= Ali Ünal =

Turkish author and journalist (born 1955)

Ali Ünal (born 19 January 1955) is a Turkish author and former chief writer at Zaman newspaper, which was shut down following the failed 2016 Turkish Coup D'état.

==Biography==

Ünal was born on 19 January 1955 in Uşak, Turkey. He is often associated with the Gülen movement, an Islamic group in Turkey. In addition to being an author, Ali Ünal is a prolific translator of works with an Islamic theme into English, and has translated into English many works by Fethullah Gülen, the spiritual leader and founder of the Gülen Movement. In 2006, Ali Ünal's English translation of the Quran was released. Ali Ünal's translation has been noted for its use of contemporary English, which makes it more readable than some classical Quran translations. Entitled The Qur'an with Annotated Interpretation in Modern English, the work also included extensive annotations by the translator.

Ali Ünal's published books as author and editor include Islam Addresses Contemporary Issues, Islamic Perspectives on Science: Knowledge and Responsibility, The Resurrection and the Afterlife, The Prophet Promised in World Scriptures, An Introduction to Islamic Faith and Thought, Living in the Shade of Islam, Living the Ethics and Morality of Islam, Fethullah Gülen: An Advocate of Dialogue, and General Principles in the Risale-i Nur Collection for a True Understanding of Islam.

Ali Ünal has about twenty translations from Turkish to English and more than ten from English to Turkish. He has more than twenty books in Turkish.

== Detention ==
Ali Ünal was the daily head columnist for Zaman, a Turkish newspaper described as a media outlet for Fethullah Gulen. Ünal denied being a leader for Gulen or the attempted coup. In 2016, he was acquitted of a charge related to the coup attempt.

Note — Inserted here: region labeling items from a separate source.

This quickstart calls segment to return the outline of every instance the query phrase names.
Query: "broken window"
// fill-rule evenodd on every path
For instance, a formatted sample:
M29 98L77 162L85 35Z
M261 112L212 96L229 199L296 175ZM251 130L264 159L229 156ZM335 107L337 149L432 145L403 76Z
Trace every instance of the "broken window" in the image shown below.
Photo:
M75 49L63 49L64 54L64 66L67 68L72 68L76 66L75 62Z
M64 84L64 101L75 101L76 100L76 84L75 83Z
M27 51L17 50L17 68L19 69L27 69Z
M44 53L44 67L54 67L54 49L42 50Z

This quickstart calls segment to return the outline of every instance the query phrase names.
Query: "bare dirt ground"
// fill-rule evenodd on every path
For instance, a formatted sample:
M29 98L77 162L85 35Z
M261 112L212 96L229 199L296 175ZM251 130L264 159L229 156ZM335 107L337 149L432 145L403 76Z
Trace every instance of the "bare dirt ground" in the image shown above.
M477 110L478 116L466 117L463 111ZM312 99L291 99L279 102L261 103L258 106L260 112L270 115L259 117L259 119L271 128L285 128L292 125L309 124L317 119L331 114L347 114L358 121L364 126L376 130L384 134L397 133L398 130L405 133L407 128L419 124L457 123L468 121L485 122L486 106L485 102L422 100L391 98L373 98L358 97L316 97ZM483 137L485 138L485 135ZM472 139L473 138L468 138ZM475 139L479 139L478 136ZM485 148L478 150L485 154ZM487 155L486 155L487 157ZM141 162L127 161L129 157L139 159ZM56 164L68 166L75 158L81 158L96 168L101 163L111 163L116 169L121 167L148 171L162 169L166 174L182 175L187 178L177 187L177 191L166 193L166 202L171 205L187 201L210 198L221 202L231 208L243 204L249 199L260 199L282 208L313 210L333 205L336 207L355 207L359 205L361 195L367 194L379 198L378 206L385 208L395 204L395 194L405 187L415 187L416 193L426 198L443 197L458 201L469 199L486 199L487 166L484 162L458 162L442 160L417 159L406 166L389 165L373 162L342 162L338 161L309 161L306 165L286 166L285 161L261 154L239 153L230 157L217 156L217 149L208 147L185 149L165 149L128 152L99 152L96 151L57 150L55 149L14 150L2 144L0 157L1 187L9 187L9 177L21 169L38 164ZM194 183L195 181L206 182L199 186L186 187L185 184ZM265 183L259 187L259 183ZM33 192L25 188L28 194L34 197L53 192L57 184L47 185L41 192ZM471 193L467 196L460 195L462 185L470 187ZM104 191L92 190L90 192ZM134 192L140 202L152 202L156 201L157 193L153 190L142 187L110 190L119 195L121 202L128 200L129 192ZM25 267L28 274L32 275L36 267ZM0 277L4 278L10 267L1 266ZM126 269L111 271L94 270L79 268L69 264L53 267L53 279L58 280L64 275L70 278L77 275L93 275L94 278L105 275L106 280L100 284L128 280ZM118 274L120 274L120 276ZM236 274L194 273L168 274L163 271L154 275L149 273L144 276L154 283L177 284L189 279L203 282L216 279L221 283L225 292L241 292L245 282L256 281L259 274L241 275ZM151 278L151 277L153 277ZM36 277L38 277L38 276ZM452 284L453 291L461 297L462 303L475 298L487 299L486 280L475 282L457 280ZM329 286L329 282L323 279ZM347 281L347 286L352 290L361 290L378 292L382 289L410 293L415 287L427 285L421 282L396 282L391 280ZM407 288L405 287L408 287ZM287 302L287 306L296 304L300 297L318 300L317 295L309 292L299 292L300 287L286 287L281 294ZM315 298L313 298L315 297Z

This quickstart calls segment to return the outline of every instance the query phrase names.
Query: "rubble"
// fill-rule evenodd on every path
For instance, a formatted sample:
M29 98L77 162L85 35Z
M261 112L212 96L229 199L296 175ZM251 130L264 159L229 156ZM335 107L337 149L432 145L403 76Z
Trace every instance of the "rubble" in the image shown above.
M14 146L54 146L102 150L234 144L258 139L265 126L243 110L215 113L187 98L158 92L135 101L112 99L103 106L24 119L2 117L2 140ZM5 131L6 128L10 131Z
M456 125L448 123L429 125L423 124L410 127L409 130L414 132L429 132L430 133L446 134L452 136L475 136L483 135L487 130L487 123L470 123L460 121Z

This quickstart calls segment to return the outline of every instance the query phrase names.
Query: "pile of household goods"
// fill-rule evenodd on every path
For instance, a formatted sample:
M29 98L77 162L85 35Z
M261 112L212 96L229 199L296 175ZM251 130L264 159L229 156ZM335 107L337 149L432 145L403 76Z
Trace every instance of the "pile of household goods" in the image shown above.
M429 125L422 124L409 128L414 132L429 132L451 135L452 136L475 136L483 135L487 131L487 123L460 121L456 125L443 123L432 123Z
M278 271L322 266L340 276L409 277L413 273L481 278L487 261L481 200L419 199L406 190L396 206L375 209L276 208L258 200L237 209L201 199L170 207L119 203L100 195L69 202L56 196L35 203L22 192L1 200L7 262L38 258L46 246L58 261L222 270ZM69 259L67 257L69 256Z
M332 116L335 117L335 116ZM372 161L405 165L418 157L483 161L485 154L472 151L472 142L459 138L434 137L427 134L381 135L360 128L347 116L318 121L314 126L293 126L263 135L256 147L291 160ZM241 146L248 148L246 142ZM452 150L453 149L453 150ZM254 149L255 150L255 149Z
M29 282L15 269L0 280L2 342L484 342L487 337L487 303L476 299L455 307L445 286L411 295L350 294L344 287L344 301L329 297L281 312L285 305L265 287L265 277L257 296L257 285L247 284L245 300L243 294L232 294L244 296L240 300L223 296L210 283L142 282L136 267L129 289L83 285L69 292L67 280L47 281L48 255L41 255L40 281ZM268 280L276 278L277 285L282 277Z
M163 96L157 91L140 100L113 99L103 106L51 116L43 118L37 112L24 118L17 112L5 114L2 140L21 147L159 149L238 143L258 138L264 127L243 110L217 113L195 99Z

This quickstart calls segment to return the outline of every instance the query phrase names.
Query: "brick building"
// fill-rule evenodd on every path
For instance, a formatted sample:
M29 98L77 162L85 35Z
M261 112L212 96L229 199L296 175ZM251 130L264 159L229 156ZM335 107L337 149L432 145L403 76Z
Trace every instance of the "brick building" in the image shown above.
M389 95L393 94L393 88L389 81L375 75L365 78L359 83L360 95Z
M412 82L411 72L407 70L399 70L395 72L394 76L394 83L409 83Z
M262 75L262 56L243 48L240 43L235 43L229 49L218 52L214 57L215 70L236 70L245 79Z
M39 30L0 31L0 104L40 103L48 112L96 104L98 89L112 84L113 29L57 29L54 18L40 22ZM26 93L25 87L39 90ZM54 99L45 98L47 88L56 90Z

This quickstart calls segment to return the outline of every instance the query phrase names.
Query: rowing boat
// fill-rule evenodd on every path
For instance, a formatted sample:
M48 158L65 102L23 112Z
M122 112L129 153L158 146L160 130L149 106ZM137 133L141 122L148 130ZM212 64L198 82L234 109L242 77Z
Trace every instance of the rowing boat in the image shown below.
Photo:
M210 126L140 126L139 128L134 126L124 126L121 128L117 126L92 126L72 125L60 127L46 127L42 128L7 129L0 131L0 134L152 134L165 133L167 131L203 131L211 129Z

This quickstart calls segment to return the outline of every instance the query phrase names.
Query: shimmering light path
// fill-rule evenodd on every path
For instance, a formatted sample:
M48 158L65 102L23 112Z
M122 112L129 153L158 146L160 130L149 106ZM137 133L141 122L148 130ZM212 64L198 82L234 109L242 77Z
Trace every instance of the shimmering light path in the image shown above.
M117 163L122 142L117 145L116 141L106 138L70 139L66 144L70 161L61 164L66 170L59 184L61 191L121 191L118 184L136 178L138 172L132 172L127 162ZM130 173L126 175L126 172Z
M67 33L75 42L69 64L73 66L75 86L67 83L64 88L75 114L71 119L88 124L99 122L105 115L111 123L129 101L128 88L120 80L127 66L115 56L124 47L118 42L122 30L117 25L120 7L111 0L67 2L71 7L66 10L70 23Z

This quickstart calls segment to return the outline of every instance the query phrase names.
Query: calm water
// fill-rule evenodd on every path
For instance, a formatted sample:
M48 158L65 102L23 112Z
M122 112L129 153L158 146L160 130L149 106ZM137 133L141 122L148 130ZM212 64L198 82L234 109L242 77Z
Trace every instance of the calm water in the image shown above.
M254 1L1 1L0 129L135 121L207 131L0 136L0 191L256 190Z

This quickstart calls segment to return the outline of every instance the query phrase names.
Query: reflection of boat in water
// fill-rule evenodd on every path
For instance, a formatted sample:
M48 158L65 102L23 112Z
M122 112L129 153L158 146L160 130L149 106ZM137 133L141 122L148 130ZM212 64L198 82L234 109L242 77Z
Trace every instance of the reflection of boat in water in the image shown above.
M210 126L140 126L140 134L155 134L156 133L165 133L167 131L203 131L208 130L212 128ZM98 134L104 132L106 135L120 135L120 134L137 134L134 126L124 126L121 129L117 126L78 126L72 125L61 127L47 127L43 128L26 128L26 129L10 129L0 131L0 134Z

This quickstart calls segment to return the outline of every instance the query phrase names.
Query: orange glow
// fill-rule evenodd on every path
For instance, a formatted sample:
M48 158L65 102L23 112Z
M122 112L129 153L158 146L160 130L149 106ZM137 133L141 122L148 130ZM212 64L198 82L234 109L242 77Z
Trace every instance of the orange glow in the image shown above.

He was detained on 14 August 2016 by the Uşak Provincial Security Directorate Trafficking and Organized Crime Control Bureau in Eşme District during an operation against the Fethullah Gülen Community. He was accused of "attempting to overthrow the constitutional order", "establishing and managing an armed terrorist organization" and "membership in a terrorist organization". According to Stockholm Center for Freedom, the court presented 17 of his articles published in Zaman as evidence. On 14 November 2018 he was sentenced to 19 years and 6 months in prison. Six other journalists from Zaman were previously convicted of similar charges.

In 2023, the United Nations Working Group on Arbitrary Detention published an opinion stating that Ünal's detention was arbitrary.